Weavetech

The Beauty of Weaving - The Intertwining of Warp and Weft threads

The Beauty of Weaving - The Intertwining of Warp and Weft threads

The Beauty of Weaving - The Intertwining of Warp and Weft threads

The Art of Weaving

The art or craft of forming fabric or cloth by interlacing threads is the art of weaving. This art is one of the oldest existing methods in the world. The traditional and natural process of hand-weaving and using looms are slowly and gradually taking an advanced shape with the new development of machines in the textile industry. The art can be traced back to the Neolithic age, an approximate 12,000 years ago, when the basic technique of weaving was applied to intertwine branches and twigs to build fences, shelters and baskets for protection.

Weaving, in the early ages, was known as a women’s craft. Women who stayed at home to look after their houses and children used to start spinning and weaving yarns, whenever they could. A distaff is a tool used to hold the bundle of fibres, such as flax or wool. Spinning was a simple and everyday activity performed by women, due to which the distaff became the emblem of women’s work or domain in the family. 

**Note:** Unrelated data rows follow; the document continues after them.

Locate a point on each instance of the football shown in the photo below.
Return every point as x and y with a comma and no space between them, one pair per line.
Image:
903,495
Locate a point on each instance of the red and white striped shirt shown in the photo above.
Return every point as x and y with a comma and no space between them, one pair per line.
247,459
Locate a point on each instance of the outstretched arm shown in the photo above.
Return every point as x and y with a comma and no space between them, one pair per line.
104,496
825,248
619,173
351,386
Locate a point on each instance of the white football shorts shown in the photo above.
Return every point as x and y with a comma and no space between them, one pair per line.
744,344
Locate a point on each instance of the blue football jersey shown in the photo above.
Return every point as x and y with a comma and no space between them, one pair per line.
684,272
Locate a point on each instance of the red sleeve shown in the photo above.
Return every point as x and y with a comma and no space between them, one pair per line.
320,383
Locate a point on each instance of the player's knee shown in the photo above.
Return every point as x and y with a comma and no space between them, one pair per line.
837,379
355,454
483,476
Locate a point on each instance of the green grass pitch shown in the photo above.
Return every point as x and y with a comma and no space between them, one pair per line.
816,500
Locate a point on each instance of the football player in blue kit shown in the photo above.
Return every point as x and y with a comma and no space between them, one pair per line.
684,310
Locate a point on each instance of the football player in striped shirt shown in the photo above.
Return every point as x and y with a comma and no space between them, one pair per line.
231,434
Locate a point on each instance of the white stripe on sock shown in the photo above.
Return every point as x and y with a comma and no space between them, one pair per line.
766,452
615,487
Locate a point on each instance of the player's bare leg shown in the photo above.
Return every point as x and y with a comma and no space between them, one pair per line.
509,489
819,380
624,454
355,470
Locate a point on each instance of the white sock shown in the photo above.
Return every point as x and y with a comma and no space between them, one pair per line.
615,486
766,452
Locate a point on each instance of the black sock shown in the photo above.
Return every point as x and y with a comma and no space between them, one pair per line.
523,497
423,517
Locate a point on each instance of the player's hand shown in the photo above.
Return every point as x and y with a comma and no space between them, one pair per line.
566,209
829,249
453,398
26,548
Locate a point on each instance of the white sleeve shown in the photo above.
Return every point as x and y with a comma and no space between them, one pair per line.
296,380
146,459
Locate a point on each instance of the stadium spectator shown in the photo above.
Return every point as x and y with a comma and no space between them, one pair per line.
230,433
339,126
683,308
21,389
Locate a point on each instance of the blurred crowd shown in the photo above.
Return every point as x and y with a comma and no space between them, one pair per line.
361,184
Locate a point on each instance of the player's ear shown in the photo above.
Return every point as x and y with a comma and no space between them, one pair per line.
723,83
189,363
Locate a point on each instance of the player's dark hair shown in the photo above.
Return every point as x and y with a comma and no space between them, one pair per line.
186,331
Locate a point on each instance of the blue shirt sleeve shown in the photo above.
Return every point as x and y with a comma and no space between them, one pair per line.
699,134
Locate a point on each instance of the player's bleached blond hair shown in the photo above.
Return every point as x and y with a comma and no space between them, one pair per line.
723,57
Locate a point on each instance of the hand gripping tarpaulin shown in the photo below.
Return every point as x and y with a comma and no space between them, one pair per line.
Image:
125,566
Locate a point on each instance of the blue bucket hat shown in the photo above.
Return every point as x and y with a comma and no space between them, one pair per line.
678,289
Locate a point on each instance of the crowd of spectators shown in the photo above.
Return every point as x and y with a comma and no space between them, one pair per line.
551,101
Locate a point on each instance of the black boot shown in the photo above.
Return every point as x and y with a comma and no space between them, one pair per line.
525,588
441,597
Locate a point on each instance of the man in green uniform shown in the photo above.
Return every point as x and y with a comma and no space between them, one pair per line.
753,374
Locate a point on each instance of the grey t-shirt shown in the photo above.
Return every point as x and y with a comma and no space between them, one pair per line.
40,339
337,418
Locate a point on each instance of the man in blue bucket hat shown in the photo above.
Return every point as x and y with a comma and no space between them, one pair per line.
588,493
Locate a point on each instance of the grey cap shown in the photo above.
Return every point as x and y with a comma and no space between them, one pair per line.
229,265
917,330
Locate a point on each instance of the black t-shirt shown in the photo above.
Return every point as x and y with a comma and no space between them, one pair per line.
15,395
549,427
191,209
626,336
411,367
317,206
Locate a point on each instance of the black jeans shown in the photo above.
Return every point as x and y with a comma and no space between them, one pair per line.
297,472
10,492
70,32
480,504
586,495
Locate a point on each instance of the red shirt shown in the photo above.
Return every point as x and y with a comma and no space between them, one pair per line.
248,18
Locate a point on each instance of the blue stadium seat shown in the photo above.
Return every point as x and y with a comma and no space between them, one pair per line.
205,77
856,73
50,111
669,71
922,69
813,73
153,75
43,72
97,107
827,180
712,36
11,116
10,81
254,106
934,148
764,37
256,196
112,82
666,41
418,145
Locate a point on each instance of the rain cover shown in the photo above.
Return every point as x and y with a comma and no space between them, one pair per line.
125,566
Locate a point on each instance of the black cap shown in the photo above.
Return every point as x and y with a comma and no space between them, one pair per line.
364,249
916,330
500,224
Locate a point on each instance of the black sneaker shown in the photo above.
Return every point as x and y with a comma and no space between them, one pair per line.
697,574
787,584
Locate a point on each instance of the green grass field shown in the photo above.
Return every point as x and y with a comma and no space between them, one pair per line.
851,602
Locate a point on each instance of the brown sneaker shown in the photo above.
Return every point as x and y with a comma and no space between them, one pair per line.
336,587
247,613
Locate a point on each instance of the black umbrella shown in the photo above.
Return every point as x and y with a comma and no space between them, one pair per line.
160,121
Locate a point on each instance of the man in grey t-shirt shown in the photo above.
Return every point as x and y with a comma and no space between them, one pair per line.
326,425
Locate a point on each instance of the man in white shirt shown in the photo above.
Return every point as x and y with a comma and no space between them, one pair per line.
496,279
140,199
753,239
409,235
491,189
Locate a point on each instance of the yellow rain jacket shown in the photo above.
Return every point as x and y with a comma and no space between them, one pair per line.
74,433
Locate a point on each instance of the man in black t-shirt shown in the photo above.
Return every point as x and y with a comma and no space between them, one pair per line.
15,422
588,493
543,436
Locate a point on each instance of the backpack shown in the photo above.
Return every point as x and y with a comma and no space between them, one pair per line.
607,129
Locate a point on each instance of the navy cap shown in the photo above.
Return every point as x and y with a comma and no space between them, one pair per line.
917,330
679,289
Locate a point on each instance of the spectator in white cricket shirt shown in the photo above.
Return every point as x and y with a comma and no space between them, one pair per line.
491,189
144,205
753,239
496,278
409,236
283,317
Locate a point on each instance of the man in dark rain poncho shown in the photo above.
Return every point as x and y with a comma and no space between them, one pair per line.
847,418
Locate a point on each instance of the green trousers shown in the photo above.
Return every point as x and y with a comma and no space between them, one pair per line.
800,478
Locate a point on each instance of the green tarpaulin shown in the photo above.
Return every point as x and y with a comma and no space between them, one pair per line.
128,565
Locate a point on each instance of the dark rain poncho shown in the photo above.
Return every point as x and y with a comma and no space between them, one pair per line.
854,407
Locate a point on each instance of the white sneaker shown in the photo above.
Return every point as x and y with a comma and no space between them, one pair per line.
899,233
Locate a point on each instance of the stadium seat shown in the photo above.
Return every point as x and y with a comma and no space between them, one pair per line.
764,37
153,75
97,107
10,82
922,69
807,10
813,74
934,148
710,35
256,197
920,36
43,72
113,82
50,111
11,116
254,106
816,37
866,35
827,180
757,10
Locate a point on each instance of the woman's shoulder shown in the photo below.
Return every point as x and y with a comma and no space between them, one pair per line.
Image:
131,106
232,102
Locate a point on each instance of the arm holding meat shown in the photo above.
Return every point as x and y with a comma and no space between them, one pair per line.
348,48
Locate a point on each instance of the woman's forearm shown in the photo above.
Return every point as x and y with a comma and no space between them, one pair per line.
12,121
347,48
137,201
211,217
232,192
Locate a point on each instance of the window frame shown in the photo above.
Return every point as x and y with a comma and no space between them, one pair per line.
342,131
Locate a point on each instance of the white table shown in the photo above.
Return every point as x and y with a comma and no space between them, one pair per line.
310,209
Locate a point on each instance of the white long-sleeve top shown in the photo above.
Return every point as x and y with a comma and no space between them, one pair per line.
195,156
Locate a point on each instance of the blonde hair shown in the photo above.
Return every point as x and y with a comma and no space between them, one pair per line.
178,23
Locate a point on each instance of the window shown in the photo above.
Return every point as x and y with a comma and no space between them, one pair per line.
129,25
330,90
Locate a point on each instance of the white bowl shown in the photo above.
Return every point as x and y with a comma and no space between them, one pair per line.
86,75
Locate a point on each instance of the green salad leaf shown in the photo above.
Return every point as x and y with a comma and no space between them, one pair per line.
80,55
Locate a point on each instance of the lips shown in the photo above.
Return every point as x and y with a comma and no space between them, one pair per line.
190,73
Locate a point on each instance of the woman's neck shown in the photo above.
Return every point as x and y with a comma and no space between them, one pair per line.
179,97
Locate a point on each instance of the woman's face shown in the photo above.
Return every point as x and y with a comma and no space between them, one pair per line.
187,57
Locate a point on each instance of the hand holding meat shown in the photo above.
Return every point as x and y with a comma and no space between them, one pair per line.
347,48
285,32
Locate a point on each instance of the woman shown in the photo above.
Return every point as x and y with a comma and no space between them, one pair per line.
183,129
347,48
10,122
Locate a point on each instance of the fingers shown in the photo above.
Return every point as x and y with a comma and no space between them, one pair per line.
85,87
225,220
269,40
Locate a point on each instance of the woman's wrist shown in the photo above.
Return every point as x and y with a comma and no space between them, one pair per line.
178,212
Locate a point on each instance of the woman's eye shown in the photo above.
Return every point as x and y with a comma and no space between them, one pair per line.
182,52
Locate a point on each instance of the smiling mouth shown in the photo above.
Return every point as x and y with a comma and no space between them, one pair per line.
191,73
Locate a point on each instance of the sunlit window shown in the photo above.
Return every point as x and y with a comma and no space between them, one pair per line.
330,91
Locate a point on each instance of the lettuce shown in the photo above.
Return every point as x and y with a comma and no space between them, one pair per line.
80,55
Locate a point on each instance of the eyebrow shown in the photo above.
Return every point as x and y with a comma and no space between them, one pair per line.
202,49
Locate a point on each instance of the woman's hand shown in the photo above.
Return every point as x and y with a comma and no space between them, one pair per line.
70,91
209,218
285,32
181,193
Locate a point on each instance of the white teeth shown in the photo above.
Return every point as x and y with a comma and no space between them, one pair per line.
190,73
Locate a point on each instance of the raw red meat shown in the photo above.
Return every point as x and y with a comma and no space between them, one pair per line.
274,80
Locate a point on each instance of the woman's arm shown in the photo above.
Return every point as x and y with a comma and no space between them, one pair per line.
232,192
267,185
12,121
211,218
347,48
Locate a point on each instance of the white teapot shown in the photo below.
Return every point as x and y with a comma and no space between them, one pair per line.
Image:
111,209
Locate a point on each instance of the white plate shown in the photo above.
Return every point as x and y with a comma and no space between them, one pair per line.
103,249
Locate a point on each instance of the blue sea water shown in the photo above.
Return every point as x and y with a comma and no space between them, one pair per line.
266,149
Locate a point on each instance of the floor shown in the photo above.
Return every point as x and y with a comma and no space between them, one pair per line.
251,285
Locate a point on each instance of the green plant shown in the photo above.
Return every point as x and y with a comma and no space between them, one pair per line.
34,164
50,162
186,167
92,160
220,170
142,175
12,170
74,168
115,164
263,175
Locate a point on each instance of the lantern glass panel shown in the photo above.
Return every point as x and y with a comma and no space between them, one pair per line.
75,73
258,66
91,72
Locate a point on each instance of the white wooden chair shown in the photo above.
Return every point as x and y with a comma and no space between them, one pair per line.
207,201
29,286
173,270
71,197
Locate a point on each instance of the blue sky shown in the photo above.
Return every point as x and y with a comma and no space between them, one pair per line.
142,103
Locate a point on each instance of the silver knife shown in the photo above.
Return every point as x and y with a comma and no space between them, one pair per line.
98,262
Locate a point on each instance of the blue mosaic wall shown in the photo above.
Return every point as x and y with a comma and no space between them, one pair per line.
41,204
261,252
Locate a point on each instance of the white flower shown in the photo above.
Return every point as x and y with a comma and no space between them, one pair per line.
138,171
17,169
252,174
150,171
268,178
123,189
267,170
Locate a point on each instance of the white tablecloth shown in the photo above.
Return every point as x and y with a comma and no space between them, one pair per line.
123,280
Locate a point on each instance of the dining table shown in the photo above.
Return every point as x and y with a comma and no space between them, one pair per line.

In Greek mythology, weaving is sometimes believed to be the centre of creation; as symbolized by the Fates or Moirai, a group of three weaving goddesses who assign individuals the destinies at their birth. Their names are Clotho (the Spinner- who spins us into being), Lachesis (the Assigner – who weaves our fate) and Atropos (the Inflexible- who cuts the thread of our lives).  These Fates or Moirai represented the cycle of life, that especially stood for Birth, Life and Death.

Warp and Weft in Weaving

Weaving is a craft where we see two threads, warp and weft, intertwining and embracing each other in a beautiful romance to result in fabric or cloth. In the process of weaving, warp threads are strung vertically over the loom, providing the foundation for weaving, and the weft threads run up and down around the warp threads to create the design. All types of weaving involve warp threads and weft threads.

 

A most common weaving method is the simple weave, in which the weft yarn goes alternately above and below the warp yarn and creates a flat surface that allows the patterns to get easily printed. Other two types are Basket weaving and Twill weaving, where one has a checkerboard pattern, and the other builds a strong, heavy, denim-like fabric. 

“To produce the textile, these two threads must be bound, otherwise, each will remain fragile and fluttering potentiality…if the meeting of opposites does not take place, nothing is created, for each element is defined by its opposite and takes its meaning from it.” (ZATI- The Art of Weaving a Life).

The way these yarns go crossing and come out to form a fabric- symbolizes relationships we build and hold in this world. Nothing is created without weaving– be it motherhood, fatherhood, childhood, sisterhood, brotherhood, friendship, or a love relationship.